That gave me an image. Think of Atlas, the guy who had to hold up the world, only replace that person with the individuals trying to keep up with server demand of lemmy.world
If I could do anything in artwork or Photoshop I’d create a meme myself.
"Ping" shouldn't affect lag, and your ping should be almost unnoticeable to you. Ping basically means the time a packet takes to the server.
For anything other than a video game, you're going to focus more on server load, and utilization. If something is overloaded (Lemmy in general is overloaded) it doesn't matter what your ping is, the server can't process as many requests as it gets and you see "Lag".
Part of the process right now is figuring out if Lemmy can keep up with the traffic, this is part of the growing pains of a new "social media" server. Best thing to do if it's bothering you is give it a few days and hope they can work something out.
The point I'm making is "ping doesn't matter". If you want to go to a different instance that's fine, find one that seems responsive. You're using the wrong terminology/thinking when deciding which instance you want to be on.
It's weird. My instance is hosted on a VPS in New Jersey, but shows here in Mexico.
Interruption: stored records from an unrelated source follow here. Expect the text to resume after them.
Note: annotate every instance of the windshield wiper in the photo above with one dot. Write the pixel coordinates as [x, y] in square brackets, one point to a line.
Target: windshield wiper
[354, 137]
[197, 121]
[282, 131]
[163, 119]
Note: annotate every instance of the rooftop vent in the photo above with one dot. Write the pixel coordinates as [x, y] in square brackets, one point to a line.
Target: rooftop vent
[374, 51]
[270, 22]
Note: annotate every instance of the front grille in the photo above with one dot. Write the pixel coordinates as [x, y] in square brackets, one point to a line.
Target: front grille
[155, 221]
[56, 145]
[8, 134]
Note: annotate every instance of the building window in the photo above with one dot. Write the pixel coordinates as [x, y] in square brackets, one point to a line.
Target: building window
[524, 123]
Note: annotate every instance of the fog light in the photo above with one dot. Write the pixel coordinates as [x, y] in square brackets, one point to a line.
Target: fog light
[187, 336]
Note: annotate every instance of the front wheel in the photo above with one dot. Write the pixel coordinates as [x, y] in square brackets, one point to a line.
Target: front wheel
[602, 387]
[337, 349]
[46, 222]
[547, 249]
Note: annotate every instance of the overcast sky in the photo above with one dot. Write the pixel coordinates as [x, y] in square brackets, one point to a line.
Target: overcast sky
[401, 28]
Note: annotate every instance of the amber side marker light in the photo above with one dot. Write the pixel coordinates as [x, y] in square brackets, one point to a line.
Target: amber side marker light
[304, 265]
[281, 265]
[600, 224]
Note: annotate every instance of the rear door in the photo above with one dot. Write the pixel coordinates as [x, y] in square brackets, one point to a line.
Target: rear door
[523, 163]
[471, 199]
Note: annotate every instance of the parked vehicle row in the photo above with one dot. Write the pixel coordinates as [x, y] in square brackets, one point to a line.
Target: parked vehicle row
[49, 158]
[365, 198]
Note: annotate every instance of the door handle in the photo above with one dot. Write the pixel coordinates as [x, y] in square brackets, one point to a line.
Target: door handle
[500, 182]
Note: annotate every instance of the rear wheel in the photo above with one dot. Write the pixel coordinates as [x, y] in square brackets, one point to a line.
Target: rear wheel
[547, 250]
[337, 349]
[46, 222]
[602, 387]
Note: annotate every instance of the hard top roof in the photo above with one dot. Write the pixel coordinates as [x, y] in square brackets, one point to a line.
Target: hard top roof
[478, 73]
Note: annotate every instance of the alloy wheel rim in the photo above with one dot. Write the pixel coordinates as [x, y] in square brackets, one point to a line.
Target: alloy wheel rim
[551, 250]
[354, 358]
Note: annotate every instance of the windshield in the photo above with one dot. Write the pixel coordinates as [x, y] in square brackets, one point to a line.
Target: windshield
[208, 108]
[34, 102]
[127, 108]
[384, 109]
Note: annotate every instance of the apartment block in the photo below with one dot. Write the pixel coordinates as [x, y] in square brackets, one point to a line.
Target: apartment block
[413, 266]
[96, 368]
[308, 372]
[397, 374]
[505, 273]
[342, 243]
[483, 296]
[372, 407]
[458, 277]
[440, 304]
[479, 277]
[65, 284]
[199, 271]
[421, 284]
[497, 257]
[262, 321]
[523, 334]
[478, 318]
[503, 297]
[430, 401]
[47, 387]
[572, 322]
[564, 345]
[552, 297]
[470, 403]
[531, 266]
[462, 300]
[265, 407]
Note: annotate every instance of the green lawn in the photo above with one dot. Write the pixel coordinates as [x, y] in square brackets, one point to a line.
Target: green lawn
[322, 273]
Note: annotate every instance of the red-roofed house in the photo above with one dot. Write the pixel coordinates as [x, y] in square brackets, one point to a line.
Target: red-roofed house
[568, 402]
The company I rent the server from doesn't have a data center in Mexico
small instances are the best, remember it will take some time before new subscriptions start flowing into the server esp if you are the first person to sub to a remote community.
My understanding (from limited knowledge) is that also due to how federation works even if you're instance isn't under too much load, you may notice issues with posts/comments from other instances if they're struggling.
I’d like to see or make a tool that measures “federation” quality.
Lots of servers are locally responsive, but lag or completely fail posting to remote servers or accepting remote requests.
How can i participate in a conversation when half of the instances are hours behind or may not get my comments at all :(
This seems to be a combination of software and load and it is very insidious because it doesn’t affect local functionality so admins that don’t care or check think their communities are just fine.